Twitter filed details for the securities regulator late Thursday to prepare for its initial public offering. In it, Reuters reports, the company reveals substantial year-over-year revenue growth and unsurprising, ongoing operational losses. Twitter indicates its revenue sources are ostensibly the advertising market. The company is aiming to raise $1 billion in the offering, GigaOm reports, but where it will be offered is still unclear. One fact from the filing Thursday: there were 218 million active users in the three months ending June 30, three-quarters of them mobile users.
Tom Kent, the Associated Press standards editor, writes for Huffington Post on providing greater definition to who is a journalist. Among many things he argues for a basic ethics test that involves determining if someone's work is for the public, if it is verifiable, if it conveys various points of view, and if it avoids or declares conflict.

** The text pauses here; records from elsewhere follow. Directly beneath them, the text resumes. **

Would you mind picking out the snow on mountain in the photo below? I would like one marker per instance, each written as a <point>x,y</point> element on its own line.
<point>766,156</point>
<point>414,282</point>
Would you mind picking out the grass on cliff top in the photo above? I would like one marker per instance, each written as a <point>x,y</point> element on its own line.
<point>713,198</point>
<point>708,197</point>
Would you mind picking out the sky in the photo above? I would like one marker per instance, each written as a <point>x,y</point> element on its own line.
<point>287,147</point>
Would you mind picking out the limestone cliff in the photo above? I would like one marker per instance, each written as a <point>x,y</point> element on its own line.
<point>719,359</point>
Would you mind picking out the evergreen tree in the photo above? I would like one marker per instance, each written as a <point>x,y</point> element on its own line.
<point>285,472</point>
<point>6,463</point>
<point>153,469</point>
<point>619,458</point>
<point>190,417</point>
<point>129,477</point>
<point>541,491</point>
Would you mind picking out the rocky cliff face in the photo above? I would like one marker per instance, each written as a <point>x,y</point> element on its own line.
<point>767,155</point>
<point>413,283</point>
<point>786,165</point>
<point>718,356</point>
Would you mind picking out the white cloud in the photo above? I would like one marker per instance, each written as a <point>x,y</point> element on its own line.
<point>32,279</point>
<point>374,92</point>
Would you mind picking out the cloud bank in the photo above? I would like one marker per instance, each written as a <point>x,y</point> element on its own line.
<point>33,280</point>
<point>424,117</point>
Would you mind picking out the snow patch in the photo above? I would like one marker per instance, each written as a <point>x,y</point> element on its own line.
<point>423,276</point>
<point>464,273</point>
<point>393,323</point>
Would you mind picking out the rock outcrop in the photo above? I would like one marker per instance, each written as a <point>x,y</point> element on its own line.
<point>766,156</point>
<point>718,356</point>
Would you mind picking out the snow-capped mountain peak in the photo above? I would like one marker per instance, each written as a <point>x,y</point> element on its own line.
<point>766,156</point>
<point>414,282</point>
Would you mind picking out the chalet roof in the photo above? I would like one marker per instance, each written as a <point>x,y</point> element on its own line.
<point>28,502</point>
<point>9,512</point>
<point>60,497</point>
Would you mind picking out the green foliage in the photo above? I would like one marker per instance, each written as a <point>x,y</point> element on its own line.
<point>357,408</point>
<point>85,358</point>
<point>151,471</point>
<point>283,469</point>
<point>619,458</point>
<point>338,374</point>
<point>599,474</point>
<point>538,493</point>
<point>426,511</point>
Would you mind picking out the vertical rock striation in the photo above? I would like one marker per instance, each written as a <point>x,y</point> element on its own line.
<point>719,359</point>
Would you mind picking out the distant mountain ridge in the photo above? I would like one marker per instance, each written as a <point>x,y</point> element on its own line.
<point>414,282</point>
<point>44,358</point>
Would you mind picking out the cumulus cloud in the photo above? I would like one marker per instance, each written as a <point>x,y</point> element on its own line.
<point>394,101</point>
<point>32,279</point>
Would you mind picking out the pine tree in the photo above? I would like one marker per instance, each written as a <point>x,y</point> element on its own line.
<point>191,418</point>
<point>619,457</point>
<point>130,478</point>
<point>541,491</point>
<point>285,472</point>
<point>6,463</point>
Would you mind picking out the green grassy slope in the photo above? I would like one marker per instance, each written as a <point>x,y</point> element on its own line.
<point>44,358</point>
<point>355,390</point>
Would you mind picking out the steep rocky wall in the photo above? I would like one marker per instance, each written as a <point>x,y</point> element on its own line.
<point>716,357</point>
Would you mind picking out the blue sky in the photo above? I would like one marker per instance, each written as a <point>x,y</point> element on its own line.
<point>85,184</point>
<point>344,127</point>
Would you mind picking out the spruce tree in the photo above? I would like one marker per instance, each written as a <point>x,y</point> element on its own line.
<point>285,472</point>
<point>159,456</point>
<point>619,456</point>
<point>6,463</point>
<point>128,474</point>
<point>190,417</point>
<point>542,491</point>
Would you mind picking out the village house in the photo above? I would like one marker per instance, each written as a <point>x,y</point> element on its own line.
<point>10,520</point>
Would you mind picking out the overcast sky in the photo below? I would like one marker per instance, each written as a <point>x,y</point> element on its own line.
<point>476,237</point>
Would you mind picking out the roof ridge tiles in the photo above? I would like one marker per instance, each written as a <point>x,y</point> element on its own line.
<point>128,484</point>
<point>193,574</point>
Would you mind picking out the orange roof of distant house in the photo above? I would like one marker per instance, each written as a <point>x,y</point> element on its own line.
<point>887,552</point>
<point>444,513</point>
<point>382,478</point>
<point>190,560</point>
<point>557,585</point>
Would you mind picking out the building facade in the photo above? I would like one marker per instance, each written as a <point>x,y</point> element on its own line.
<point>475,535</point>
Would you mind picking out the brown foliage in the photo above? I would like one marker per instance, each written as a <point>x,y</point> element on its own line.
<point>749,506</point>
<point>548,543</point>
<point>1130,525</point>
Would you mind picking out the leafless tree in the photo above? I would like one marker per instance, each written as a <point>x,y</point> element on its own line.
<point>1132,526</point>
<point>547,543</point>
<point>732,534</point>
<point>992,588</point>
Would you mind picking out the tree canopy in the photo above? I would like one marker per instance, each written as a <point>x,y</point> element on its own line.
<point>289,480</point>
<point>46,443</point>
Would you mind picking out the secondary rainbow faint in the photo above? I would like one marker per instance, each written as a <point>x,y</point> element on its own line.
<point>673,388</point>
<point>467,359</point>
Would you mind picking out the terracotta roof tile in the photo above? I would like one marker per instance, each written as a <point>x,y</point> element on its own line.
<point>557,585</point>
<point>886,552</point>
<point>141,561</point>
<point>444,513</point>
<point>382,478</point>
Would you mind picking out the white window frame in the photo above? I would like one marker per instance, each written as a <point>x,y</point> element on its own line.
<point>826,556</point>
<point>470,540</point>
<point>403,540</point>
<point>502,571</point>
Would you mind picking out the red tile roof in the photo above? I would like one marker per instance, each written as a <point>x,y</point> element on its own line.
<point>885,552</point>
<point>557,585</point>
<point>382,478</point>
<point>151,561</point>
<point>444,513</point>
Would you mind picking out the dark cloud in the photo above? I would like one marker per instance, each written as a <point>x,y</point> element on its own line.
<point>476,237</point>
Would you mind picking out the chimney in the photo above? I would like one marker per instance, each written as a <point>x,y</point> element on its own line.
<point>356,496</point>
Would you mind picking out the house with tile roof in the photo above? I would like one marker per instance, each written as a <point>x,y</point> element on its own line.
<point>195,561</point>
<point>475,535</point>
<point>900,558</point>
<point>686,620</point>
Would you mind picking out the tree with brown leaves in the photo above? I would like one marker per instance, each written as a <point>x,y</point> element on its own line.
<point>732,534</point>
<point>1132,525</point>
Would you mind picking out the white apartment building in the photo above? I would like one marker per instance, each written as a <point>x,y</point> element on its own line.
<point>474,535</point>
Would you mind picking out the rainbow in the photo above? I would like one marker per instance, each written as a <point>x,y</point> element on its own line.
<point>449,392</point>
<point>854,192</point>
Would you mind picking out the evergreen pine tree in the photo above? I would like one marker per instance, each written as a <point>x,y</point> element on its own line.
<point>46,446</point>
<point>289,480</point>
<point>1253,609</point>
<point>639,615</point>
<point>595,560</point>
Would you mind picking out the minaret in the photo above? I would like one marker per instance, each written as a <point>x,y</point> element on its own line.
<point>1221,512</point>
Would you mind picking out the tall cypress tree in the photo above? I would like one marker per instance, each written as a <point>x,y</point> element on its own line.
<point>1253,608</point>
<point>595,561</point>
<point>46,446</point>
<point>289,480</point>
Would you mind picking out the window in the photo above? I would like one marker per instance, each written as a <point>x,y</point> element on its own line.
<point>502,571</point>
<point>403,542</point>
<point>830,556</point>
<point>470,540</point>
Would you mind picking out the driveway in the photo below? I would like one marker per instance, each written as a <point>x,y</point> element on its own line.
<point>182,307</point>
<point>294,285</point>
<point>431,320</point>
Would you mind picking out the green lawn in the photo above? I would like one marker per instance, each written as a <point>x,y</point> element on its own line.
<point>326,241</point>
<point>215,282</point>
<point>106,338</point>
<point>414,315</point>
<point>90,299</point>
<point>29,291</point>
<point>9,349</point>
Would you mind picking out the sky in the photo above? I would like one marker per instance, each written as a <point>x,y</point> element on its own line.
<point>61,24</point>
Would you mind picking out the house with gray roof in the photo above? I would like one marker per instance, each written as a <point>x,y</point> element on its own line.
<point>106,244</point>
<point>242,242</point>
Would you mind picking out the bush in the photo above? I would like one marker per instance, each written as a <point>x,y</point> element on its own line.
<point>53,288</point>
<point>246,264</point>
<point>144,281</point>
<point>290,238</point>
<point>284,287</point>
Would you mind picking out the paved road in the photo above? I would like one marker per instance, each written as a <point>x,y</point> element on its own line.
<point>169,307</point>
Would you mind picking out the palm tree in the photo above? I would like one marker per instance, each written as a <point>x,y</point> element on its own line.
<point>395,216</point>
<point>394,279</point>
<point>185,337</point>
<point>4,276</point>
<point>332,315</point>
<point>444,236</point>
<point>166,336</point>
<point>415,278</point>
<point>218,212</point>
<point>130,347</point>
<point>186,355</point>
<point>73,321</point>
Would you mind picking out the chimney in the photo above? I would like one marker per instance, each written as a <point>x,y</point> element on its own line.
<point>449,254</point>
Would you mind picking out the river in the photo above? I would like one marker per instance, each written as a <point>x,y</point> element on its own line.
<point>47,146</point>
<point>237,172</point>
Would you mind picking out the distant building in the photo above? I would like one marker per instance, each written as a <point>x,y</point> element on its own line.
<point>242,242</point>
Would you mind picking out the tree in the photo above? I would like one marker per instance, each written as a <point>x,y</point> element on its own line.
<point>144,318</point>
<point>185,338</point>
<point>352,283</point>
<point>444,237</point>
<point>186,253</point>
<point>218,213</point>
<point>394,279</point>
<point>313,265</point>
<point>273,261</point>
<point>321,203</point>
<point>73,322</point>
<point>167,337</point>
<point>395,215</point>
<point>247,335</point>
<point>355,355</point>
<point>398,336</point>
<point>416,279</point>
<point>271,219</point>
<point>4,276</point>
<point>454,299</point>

Two journalists have been suspended and an investigation is under way at the Mail on Sunday after a reporter from the organization showed up at the funeral for the uncle of the British Labour Leader. The Guardian reports the paper has apologized to the political leader, who had complained to its proprietor about an invasion of privacy.
Ken Doctor, writing for the Nieman Journalism Lab, looks at the "tipping year" in Germany as its print media shifts concertedly to digital. He looks at the recent major media transaction involving newspapers and how the country's major media are recognizing the necessity of freeing themselves from "legacy constraints."